The New Player on Excitation-Contraction Coupling Block

Martin Morad, Lars Cleemann, Björn C. Knollmann

From the Department of Pharmacology, Georgetown University, Washington, DC.

Correspondence to Martin Morad, Georgetown University, Dept. of Pharmacology, 3900 Reservoir Road, NW, Washington DC, 20057. E-mail moradm{at}georgetown.edu



See related article, pages 651–658


Key Words: triadin overexpression • cardiac Ca2+ signaling • cardiac EC coupling • ryanodine receptors • calsequestrin • arrythmia


*    Introduction
up arrowTop
*Introduction
down arrowVoltage-Dependence of CICR
down arrowAdenovirus-Mediated Versus...
down arrowArrhythmia and TRD
down arrowReferences
 
The Ca2+ movements that control many cellular functions, including contraction of striated and smooth muscle cells and vesicular secretion from endocrine cells and nerve terminals, are increasingly recognized to involve macromolecular Ca2+-signaling complexes that, in addition to the key Ca2+-transporting proteins, include large numbers of associated proteins that provide a variety of regulatory, structural and Ca2+-sensing/buffering functions. The importance of working out the subtle interactions within these macromolecular complexes is underscored by the genetic diseases that have been associated with mutations of their constituent proteins.
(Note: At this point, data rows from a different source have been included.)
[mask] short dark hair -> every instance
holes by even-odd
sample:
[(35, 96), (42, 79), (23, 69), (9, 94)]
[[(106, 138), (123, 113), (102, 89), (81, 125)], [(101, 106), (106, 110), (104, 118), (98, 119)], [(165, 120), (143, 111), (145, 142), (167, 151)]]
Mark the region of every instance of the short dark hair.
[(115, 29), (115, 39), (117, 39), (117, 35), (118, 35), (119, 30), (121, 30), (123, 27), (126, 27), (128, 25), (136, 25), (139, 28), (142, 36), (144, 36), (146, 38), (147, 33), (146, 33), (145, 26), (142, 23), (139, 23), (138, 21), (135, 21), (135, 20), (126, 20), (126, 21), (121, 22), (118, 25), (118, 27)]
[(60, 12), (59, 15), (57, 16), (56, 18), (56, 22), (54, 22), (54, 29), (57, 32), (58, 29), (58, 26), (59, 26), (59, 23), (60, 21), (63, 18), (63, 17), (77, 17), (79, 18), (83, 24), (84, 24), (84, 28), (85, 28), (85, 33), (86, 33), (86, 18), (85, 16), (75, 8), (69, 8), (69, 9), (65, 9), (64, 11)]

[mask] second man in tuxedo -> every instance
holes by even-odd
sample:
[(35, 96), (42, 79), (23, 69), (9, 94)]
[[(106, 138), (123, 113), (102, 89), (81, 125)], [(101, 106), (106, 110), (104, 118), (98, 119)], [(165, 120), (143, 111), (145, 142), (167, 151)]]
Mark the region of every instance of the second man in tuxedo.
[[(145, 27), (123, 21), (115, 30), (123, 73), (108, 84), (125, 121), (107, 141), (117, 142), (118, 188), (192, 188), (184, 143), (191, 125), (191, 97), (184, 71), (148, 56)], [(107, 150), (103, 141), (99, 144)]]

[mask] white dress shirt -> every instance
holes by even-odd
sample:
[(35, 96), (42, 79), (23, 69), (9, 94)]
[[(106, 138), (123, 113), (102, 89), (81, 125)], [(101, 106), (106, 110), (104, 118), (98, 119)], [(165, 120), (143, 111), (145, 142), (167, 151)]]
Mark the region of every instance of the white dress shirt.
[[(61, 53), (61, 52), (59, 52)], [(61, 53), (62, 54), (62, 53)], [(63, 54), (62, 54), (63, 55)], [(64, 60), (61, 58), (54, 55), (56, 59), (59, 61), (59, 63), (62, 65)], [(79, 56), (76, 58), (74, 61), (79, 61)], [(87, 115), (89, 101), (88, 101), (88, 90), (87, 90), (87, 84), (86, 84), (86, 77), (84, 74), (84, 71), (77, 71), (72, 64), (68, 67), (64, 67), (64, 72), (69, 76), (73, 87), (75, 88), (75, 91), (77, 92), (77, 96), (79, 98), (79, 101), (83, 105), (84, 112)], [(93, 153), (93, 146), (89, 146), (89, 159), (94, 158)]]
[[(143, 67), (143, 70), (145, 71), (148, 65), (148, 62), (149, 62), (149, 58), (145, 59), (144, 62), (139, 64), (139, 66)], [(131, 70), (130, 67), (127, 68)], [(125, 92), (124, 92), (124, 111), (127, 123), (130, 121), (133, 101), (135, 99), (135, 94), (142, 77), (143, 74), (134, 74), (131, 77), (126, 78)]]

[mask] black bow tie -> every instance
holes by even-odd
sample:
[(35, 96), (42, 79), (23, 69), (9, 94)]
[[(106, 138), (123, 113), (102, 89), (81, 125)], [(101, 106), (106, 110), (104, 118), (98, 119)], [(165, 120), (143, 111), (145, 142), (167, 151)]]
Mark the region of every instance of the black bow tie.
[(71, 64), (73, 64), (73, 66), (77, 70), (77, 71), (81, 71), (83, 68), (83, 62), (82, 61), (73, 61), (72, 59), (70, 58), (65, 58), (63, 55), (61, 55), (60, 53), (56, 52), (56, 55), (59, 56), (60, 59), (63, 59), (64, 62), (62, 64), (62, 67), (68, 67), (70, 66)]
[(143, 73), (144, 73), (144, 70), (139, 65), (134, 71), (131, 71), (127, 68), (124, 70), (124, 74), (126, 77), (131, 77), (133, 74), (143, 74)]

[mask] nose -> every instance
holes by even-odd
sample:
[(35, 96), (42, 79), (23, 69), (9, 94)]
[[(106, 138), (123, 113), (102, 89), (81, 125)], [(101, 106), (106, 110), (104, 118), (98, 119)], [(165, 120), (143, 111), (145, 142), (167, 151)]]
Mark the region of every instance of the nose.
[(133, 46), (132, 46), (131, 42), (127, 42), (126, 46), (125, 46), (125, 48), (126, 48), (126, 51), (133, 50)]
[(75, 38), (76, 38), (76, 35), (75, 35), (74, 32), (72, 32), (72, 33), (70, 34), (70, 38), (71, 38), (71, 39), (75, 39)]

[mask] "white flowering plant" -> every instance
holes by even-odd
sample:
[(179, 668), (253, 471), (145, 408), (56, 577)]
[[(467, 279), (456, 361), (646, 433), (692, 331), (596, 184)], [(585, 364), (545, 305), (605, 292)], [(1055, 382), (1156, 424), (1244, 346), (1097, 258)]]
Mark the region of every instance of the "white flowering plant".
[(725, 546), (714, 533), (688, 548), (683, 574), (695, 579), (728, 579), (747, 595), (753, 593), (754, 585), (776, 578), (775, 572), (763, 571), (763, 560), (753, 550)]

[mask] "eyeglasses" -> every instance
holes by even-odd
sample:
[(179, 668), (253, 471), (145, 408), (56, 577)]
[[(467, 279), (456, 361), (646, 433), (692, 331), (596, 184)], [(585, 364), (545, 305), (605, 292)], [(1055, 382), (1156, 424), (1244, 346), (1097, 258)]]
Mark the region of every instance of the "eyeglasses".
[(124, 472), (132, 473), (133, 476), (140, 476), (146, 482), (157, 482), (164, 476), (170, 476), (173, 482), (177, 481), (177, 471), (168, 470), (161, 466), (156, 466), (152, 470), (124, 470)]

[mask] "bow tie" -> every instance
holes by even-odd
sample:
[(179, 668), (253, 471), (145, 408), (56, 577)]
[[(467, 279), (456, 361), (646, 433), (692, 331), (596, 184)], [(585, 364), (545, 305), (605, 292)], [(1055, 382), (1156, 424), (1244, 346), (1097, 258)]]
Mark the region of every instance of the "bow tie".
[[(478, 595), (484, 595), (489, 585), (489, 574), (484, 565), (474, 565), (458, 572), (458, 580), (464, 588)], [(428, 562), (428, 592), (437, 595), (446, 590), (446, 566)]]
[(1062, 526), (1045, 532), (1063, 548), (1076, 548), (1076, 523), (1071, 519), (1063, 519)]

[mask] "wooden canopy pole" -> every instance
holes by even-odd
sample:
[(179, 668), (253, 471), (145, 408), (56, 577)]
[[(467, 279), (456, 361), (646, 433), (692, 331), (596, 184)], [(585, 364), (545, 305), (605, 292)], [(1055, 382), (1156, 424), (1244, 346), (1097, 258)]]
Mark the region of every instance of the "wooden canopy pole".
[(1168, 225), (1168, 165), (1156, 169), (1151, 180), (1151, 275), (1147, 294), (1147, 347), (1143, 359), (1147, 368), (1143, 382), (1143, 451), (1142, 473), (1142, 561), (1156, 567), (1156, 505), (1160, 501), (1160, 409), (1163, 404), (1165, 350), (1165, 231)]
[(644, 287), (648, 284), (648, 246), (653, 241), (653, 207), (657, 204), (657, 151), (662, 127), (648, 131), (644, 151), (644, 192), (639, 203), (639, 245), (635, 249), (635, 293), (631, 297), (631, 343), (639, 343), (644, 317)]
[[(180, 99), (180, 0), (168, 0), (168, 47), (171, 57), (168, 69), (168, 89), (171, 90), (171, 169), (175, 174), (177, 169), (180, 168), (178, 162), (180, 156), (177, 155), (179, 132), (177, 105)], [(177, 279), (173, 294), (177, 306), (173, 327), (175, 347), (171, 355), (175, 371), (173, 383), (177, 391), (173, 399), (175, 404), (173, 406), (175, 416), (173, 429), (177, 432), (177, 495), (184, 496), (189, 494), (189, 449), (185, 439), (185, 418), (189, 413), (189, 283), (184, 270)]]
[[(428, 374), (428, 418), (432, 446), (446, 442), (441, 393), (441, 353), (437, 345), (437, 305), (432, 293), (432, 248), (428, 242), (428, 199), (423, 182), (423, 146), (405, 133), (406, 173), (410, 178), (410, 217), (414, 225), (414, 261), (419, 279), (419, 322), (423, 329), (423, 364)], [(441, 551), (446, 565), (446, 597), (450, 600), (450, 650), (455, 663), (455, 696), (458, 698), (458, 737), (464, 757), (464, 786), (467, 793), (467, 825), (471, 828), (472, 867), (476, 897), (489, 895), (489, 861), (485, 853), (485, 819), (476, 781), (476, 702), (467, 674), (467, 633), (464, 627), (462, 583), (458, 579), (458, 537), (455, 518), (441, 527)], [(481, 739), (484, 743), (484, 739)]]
In this issue, Terentyev et al1 use a spectrum of molecular and electrophysiological techniques to demonstrate that triadin (TRD) plays an unexpectedly important role in regulating the ryanodine receptors (RyRs), found primarily in dyadic junctions of cardiac sarcoplasmic reticulum (SR; Figure). It has been previously suggested that TRD and junctin are integral membrane proteins of the junctional SR, and serve as linker proteins from the SR Ca release channel (RyR) to calsequestrin (CSQ) complexes, the major Ca2+-buffer in the lumen of the SR (Figure).2 The large ({approx}4500 aa) cytoplasmic domain of RyR appears to have multiple binding sites for an ever-growing list of proteins that includes: calmodulin, PKA, FKBP 12.6.3 The major findings of the present communication are that overexpression of TRD leads to 3-fold increase in open probability of RyRs in bilayers, a 60% increase in spontaneous spark frequency with only minor decreases in spark amplitude ({approx}10%) and SR Ca2+ content ({approx}30%), as well as a marked alteration in the voltage dependence of Ca2+ release. The authors propose the activity of RyRs to be directly modulated by the level of expression of TRD, most likely mediated by amino acid residues 200 to 224 of TRD, associating with RyR in a manner similar to that of CSQ. They provide fairly clear evidence that these residues are critical for the described excitation-contraction (EC) coupling phenotype, as transfection of myocytes without this domain failed to alter the control EC coupling phenotype. Because a decrease of the Ca2+-content of the SR by 30% would have a direct inhibitory effect on the frequency of occurrence of spontaneous sparks and the open probability of RyRs as previously proposed, the observed increases in frequency of sparks and open probability of single RyRs is even more impressive, suggesting that TRD may be a more critical regulator of RyR activity, perhaps even more than luminal SR Ca2+ concentrations.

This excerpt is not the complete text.